Subtract to Lead Better: Letting Go Is a Leadership Skill
- David R. Landes
- 5 days ago
- 2 min read

In “I’ve Coached Hundreds of Leaders. The Same Dangerous Mindset Keeps Them Failing,” Marcel Schwantes argues that many leaders remain stuck—not because they lack tools, but because they hold on to unhelpful beliefs. The path forward he proposes isn’t about acquiring more skills, but about subtracting the habits, fears, and assumptions that block clarity and impact.
The central insight: You lead best by giving up what doesn’t serve.
What to subtract and why:
Subtract the Illusion of Control - Believing you must have all the answers stifles others, and weakens trust. Real leadership comes from empowering delegation, trust, and shared ownership.
Subtract Ego-Driven Leadership - Ego breeds defensiveness and blinds you to feedback. Replacing it with humility opens space for learning—from any direction.
Subtract Fear of Vulnerability - When you hide your struggles, people hide theirs. Vulnerability builds trust, encourages openness, and strengthens collaboration.

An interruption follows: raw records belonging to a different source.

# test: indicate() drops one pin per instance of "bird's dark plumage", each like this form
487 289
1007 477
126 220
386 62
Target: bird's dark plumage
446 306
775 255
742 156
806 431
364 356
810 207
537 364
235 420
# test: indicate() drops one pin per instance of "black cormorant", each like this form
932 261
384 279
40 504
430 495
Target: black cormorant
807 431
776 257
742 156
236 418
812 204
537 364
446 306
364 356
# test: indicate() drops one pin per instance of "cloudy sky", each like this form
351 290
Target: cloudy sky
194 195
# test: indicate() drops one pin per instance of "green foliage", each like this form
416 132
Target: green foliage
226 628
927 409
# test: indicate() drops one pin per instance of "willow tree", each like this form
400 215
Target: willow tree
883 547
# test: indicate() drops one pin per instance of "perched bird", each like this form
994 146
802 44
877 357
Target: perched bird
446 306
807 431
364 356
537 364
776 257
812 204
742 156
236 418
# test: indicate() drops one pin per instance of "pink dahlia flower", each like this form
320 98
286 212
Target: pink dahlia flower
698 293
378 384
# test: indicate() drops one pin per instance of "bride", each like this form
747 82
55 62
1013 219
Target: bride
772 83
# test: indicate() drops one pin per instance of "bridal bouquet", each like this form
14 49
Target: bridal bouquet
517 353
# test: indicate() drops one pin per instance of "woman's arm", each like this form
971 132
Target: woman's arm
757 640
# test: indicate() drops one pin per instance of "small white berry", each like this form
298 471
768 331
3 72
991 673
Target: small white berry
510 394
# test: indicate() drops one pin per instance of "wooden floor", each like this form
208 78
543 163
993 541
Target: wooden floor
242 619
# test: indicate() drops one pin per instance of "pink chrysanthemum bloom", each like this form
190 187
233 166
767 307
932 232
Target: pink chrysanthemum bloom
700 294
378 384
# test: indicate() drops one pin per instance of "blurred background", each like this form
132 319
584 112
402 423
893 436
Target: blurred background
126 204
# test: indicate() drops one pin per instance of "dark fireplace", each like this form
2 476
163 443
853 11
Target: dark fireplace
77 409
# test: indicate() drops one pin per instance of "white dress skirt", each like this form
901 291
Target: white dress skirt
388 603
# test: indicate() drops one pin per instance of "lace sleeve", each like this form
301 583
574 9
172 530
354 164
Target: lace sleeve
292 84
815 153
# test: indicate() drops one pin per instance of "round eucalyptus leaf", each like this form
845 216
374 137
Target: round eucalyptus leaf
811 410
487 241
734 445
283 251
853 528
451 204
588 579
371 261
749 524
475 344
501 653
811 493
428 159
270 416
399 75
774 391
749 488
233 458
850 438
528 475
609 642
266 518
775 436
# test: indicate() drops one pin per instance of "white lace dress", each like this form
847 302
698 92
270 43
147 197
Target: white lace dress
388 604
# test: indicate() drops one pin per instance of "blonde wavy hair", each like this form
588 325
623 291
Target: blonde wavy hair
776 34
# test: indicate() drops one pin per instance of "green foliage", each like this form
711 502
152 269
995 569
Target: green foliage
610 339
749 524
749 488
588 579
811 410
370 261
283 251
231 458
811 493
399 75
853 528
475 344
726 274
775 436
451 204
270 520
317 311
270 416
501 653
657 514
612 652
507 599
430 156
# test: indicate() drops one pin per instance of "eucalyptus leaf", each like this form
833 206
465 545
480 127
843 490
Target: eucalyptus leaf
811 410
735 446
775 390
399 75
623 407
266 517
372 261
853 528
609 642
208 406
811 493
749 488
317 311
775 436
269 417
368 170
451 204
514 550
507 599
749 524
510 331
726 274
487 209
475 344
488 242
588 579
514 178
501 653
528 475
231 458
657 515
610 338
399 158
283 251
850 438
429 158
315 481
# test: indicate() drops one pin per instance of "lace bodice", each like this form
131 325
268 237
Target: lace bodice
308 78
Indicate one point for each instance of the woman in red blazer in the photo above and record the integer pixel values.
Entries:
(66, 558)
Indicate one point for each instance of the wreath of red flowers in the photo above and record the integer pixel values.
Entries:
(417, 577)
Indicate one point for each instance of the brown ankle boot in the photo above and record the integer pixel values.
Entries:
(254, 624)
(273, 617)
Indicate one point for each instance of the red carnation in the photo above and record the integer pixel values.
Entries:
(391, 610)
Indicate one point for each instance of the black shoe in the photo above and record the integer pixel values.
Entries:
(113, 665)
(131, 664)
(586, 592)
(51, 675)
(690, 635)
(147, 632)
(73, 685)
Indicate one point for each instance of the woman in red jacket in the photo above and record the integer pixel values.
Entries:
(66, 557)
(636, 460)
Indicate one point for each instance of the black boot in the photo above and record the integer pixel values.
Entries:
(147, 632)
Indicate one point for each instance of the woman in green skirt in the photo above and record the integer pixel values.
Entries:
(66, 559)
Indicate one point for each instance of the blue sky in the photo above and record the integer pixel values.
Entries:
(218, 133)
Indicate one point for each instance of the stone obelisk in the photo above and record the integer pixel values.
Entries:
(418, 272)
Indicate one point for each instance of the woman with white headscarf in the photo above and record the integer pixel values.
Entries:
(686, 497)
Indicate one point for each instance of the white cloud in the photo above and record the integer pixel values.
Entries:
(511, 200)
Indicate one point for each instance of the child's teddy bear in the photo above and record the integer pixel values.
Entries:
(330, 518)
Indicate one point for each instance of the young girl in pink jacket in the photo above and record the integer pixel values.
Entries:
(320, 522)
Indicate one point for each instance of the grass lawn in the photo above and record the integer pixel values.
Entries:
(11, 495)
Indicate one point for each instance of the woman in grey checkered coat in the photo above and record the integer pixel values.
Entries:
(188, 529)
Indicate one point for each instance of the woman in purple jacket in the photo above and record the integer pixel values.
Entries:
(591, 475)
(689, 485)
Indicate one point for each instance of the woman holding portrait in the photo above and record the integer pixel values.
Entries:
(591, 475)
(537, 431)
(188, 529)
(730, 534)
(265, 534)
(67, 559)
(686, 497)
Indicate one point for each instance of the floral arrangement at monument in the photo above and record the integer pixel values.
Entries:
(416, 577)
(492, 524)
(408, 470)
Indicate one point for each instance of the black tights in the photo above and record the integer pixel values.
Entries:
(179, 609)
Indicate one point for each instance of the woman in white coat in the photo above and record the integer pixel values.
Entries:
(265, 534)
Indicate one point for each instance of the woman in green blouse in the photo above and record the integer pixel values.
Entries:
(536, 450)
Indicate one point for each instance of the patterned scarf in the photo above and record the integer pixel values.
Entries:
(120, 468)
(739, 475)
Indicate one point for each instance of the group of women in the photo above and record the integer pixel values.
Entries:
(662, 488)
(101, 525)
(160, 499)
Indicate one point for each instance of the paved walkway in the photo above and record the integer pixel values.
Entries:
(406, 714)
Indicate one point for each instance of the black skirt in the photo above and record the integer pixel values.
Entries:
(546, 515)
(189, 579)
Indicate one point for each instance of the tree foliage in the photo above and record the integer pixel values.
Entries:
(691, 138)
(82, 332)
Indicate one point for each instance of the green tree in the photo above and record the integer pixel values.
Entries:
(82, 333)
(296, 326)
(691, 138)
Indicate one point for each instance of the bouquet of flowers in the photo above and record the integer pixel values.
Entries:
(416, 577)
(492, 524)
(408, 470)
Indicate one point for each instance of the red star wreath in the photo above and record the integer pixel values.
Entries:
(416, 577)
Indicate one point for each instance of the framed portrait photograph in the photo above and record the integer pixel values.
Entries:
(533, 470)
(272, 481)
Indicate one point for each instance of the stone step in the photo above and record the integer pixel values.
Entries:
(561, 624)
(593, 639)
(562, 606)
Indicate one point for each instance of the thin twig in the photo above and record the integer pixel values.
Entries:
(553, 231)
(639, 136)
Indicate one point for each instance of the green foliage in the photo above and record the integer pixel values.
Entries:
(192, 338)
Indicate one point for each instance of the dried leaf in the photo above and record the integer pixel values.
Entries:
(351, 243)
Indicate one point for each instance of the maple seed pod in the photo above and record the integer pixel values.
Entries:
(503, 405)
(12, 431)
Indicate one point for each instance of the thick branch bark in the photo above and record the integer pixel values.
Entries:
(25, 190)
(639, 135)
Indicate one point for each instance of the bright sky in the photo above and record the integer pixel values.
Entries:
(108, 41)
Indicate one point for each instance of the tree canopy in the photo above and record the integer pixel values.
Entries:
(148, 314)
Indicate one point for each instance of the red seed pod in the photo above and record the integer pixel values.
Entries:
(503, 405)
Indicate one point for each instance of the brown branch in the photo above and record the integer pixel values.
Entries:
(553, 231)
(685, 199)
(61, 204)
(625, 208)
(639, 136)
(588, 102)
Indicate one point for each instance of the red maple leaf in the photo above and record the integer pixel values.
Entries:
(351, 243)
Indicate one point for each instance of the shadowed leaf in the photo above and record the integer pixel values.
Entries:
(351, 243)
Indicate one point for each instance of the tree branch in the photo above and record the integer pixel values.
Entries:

Subtract Unnecessary Complexity - Excess bureaucracy, micromanagement, tangled processes slow momentum. Simplify goals, clarify roles, eliminate red tape.
Subtract Short-Term Thinking - Chasing quarterly wins at the expense of long-term health undercuts sustainability. A wise leader balances now with what will last.
Subtract Fear-Based Leadership - Leading through intimidation or anxiety fosters compliance—not commitment. Instead, cultivate psychological safety where innovation and candor can flourish.
Why this matters for leaders
Leadership isn’t about adding more layers, more tactics, more strategies. It’s often about subtraction: letting go of illusions, guardedness, and outdated habits. The more you subtract what doesn’t serve, the clearer your vision becomes and the more space you give others to grow.
When you free yourself from ego and fear, you lead from a grounded place of humility. This has been my experience as a leader also. When you simplify rather than complicate, you empower teams to move with clarity and confidence. In letting go of the need for control, you invite collective ownership and resilience.
Leaders who master the art of subtraction aren’t leaving things behind—they’re making room for something far greater.
For your further reflection
Which one of the “subtracts” (control, ego, vulnerability, complexity, short‑term, fear) feels most alive (and intrusive) in your leadership today?
What small practice could you begin this week to subtract that habit (for example, asking for feedback, delegating one decision)?
Imagine leading a team free from that burden. What difference would that make—emotionally, relationally, in results?